How Waymo Says It Is Responding

The company has been careful in its public language around the recall, framing the voluntary NHTSA filing as evidence of responsible self-governance rather than regulatory pressure. “Waymo provides over half a million trips every week in some of the most challenging driving environments across the U.S., and safety is our primary priority,” it said in a statement Tuesday.

That framing is not without merit. Identifying the problem, suspending operations in San Antonio, filing a voluntary recall within ten days of the triggering incident, and committing to an OTA fix for the full fleet is a reasonable sequence of responses. The company did not wait for NHTSA to demand action, and no passengers were in the vehicle when it entered the floodwater.

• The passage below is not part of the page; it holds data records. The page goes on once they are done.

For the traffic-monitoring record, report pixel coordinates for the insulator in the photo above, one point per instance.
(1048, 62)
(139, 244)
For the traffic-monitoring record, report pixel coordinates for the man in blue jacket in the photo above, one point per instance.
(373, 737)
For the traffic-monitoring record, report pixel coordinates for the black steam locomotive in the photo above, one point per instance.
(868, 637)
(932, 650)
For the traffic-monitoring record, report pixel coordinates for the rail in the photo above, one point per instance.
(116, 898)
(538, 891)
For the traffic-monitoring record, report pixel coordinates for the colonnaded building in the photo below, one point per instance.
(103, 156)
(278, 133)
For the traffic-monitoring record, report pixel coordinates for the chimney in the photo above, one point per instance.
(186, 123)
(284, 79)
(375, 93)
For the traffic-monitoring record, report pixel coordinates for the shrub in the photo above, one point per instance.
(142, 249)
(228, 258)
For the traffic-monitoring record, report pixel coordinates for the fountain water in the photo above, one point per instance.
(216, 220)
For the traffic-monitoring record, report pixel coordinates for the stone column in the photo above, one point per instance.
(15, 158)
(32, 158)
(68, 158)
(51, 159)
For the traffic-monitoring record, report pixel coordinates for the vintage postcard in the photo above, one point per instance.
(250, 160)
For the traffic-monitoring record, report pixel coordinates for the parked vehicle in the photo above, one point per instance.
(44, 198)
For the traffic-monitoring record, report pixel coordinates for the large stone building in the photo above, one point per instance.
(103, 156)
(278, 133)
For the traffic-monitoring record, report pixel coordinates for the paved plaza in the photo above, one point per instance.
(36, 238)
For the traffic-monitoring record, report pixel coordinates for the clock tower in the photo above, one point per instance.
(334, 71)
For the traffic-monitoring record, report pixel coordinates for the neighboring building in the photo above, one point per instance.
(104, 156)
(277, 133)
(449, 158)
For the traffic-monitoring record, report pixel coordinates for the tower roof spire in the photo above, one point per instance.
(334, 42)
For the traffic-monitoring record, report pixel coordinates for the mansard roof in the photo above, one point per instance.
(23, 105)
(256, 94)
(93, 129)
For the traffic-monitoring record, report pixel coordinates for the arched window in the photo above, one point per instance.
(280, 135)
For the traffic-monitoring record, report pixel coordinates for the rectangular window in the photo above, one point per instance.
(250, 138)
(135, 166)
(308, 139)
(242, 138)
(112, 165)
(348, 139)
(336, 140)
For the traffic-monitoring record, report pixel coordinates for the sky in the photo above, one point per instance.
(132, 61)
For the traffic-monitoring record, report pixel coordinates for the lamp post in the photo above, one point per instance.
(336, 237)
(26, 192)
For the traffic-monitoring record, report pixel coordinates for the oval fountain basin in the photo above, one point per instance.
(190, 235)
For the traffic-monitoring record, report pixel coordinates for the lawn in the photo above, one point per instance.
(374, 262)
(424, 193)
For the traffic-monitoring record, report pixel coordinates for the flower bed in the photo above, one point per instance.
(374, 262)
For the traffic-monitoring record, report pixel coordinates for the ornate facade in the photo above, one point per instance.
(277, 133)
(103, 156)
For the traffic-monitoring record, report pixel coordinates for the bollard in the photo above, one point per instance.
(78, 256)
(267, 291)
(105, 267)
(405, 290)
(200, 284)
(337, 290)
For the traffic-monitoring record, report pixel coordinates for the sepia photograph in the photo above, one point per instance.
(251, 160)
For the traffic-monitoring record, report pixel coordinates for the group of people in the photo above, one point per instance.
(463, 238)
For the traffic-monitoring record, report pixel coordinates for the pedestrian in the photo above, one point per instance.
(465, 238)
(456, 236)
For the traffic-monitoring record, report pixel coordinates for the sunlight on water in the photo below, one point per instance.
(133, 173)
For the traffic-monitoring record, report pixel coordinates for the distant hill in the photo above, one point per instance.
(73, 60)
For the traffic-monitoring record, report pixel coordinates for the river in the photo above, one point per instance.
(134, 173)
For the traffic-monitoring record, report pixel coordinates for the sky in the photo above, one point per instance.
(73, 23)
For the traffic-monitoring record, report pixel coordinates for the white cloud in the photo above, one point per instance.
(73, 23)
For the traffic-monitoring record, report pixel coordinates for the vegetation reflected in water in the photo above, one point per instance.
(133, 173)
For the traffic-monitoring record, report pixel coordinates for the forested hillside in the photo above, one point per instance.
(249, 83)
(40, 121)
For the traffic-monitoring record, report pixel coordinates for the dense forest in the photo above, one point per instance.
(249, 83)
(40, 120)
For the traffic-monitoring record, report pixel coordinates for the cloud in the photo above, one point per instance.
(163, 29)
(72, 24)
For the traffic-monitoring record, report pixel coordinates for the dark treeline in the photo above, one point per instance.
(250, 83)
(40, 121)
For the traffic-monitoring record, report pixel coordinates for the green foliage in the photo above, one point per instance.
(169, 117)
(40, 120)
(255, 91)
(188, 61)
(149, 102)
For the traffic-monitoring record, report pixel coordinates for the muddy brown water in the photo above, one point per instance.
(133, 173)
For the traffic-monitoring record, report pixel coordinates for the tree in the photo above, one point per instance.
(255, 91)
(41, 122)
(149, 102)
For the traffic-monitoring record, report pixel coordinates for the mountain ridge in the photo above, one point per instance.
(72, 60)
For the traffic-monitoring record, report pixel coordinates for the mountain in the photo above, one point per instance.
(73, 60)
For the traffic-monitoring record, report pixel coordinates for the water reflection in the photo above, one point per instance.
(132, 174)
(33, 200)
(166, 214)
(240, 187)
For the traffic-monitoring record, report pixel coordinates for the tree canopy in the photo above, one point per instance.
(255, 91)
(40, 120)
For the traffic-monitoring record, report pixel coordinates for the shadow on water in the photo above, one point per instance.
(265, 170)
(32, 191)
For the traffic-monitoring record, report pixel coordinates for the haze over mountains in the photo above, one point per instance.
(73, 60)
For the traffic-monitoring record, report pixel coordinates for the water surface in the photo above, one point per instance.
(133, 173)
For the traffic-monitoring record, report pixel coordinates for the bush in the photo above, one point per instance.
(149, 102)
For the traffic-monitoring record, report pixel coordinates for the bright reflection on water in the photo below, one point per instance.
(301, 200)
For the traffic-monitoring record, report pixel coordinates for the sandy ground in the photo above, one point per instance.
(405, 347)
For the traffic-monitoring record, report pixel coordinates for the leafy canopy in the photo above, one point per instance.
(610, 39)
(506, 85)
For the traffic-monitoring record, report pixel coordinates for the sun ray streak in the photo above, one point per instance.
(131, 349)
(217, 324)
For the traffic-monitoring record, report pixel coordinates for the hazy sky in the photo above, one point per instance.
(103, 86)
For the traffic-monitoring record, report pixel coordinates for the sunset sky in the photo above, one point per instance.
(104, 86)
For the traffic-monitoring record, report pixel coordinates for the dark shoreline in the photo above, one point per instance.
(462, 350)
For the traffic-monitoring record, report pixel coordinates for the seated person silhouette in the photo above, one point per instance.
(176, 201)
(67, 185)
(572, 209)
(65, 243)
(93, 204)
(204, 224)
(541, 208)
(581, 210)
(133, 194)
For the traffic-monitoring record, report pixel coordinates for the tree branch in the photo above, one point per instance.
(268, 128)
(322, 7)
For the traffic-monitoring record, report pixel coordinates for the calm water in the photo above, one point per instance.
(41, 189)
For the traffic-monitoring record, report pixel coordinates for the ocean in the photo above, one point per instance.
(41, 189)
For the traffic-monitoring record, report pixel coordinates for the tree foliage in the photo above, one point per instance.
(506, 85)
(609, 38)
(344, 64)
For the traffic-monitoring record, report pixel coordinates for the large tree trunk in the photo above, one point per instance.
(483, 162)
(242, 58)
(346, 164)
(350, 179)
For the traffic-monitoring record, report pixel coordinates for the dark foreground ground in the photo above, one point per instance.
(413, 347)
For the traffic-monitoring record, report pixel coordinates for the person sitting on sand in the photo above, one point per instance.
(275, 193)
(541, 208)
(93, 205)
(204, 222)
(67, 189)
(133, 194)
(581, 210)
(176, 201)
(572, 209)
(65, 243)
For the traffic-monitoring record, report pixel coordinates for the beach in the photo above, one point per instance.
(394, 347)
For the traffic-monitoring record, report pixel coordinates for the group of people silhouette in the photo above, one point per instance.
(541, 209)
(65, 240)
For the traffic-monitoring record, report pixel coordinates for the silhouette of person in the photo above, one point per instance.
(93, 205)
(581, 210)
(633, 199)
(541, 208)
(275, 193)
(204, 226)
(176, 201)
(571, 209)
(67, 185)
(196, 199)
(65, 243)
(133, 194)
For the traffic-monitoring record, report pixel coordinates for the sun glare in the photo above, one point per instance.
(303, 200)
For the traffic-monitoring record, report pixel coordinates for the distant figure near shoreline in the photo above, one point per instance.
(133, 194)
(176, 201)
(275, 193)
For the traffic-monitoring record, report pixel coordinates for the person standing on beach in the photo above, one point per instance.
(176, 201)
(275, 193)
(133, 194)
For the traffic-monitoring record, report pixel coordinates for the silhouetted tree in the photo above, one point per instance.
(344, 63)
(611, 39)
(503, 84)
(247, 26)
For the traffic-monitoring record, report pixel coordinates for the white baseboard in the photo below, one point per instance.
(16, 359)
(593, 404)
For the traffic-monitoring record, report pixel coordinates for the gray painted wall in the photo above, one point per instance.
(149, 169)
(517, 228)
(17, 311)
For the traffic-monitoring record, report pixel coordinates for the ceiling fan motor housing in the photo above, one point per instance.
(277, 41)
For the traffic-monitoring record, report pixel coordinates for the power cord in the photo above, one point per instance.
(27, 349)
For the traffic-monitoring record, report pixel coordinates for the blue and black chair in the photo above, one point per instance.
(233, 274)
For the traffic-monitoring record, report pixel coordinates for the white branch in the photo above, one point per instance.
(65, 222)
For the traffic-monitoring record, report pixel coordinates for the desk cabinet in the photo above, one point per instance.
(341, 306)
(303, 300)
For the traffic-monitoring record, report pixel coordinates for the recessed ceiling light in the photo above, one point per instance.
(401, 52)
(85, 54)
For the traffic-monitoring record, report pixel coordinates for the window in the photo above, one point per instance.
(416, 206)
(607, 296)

But each episode also adds to a cumulative picture that regulators, city governments, and the public are actively assembling — a picture of a technology that is genuinely impressive in controlled conditions and genuinely unpredictable at the margins. The school bus violations happened after a fix. The San Antonio vehicle slowed before it entered the creek. In both cases, the software did something, just not enough.

The Larger Question

What the flood recall ultimately illustrates is less a story about one vehicle in one Texas creek than a story about the nature of machine learning at scale. Waymo’s system has been trained on an enormous volume of driving data and has, by many measures, outperformed human drivers in routine conditions. But driving is not routine. It is an endless negotiation with weather, infrastructure failures, distracted pedestrians, double-parked delivery trucks, and the accumulated informal conventions of human road behavior — the instinct, for instance, that tells a driver not to follow a flooded road just because the map says it goes through.

Human drivers bring to that negotiation decades of embodied experience, social context, and a kind of fear of water that is almost biological. An autonomous system brings sensors, models, and the rules its engineers anticipated writing. The San Antonio incident was a test of what happens when the water rises beyond what the engineers had fully imagined.